The years have flown by, but the thought of my first visit to Cyrus Dhabhar’s house, in the Parsi Colony of Mumbai’s Dadar neighbourhood, still reminds me of two things — the delectable dhansak and caramel rice cooked by his mother, and the sight of a scale model car collection like nothing I’d ever seen before. His expansive living room comprised two big showcases that were home to some of the most amazing automotive replicas, and he kept enthralling all his dinner guests by springing more of these out from his bedroom.
Today, my former colleague’s collection has easily crossed four figures, with some new shipments expected in the coming weeks as well. But the petrolhead has matured as a collector, with time. “It’s not only about the numbers for me anymore. I’d buy everything whenever I had the money previously, but now I’m more mindful with my choices. I’m even selling some of them these days, within the scale model collectors’ community,” he says.
Scale model collecting has its own set of nuances. My Bawa friend tells me that the 1:64 scale Hot Wheels miniatures are the most popular ones in the world, mostly because they are available for as little as Rs 100. For connoisseurs, though, the 1:43 is the preferred choice in the West, while collectors in India have a liking for the 1:18 size. Being the most hobby-oriented market for the discerning collector, with its after-market support kits, Japan is fond of the 1:24 scale. The 1:12, however, remains the most premium of them all, with only a limited number of models available globally, and at prices not everyone can afford.
This obsession with cars and models began at a fairly early age for Dhabhar, when his grandmother gave him a red Toyota Celica GT-Four. “The first noteworthy car I got was five years later. It was a diecast metal 1:18 Ferrari Testarossa that was shipped from Hyderabad. But the actual collection started around 10 years ago, and it grew during my time studying in London. Within the space of 12 months, I’d collected a total of 110 cars, most of which were 1:18s.
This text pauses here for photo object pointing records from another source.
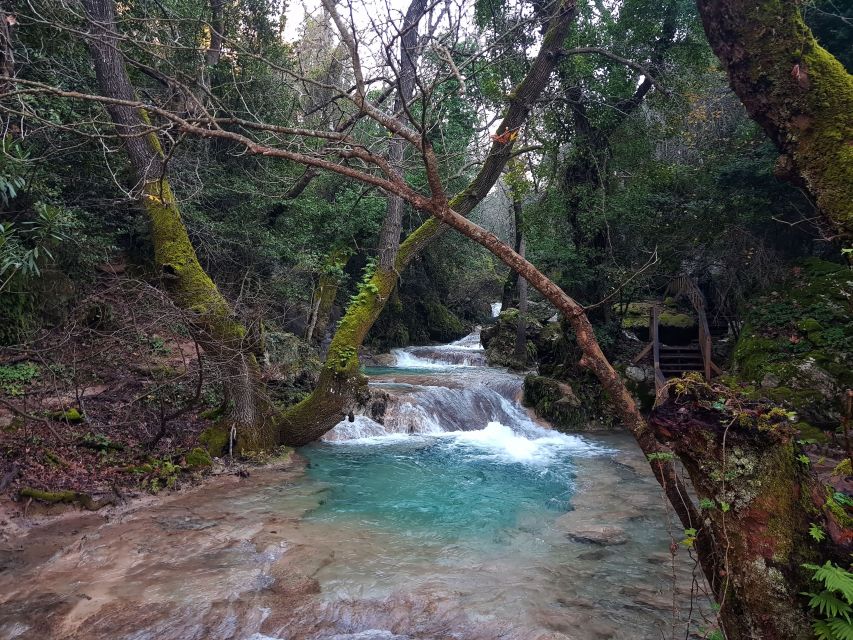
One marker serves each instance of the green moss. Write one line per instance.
(810, 432)
(837, 510)
(71, 415)
(198, 458)
(52, 497)
(676, 320)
With some phenomenal models available for £3-5, the flea markets there are a paradise for people like me.”
While the idea of owning this veritable florilegium of cars might sound fascinating, Dhabhar cautions that it doesn’t come easy. “Once, I was flying in from London with almost a dozen models for my drawing room collection in India, and I got stopped by the customs officials at the Mumbai airport. All my luggage was emptied out and the cars were put out on a slab, for everyone to see. But it was all within the regulated norms, and I ultimately convinced them to let me go. The entire process took around eight hours, and out of all the people that had come to receive me, only my parents and girlfriend managed to wait outside the airport till the end of it,” he laughed.
Based out of Delhi now, Dhabhar buys most of his cars from a store called Automania in Mumbai, alongside a handful of them on every automotive trip to Europe. He is also fond of CK Model Cars in Germany, just like many others of his ilk in the country. The most prized possessions in his collection are his Ferraris (the 612, the 599 and the 360 Spyder made by the Japanese company Versus, which got swept away by the 2011 tsunami), all bought online. With the after-market modifications, these cars are worth between $1500 and $2000, according to him.
Ask him about how much this hobby means to him, and he gets more romantic than he does while devouring the seekh kebabs from our favourite eatery in Byculla, Sarvi. “It’s been an extremely integral part of growing up. You can’t afford to buy real cars, but you can at least save up to buy these ones,” he said, and added, “I used to dissect these models just to figure out how the steering or the wheels worked. So as an automobile journalist, it has worked both ways. I know my cars, that’s why I take so much interest in models, and also because I’ve grown up with these models, it has helped me understand the cars better.”
Despite the increasing cost of these cars, which inflate from anywhere between two to five times, and the maintenance required (mostly dusting, using special brushes and microfiber cloth) being ‘a pain in the ass,’ Dhabhar still believes that everyone needs a hobby, if nothing than to marvel at the sheer craftsmanship involved in making some of these models. And to make things even better, he’s finally set to tie the knot with someone who also loves his hobby. “I’m going to get two lovely new cars from my fiancé,” he signed off, with the excitement of a scale-model collector who knows he’s reached Boss level.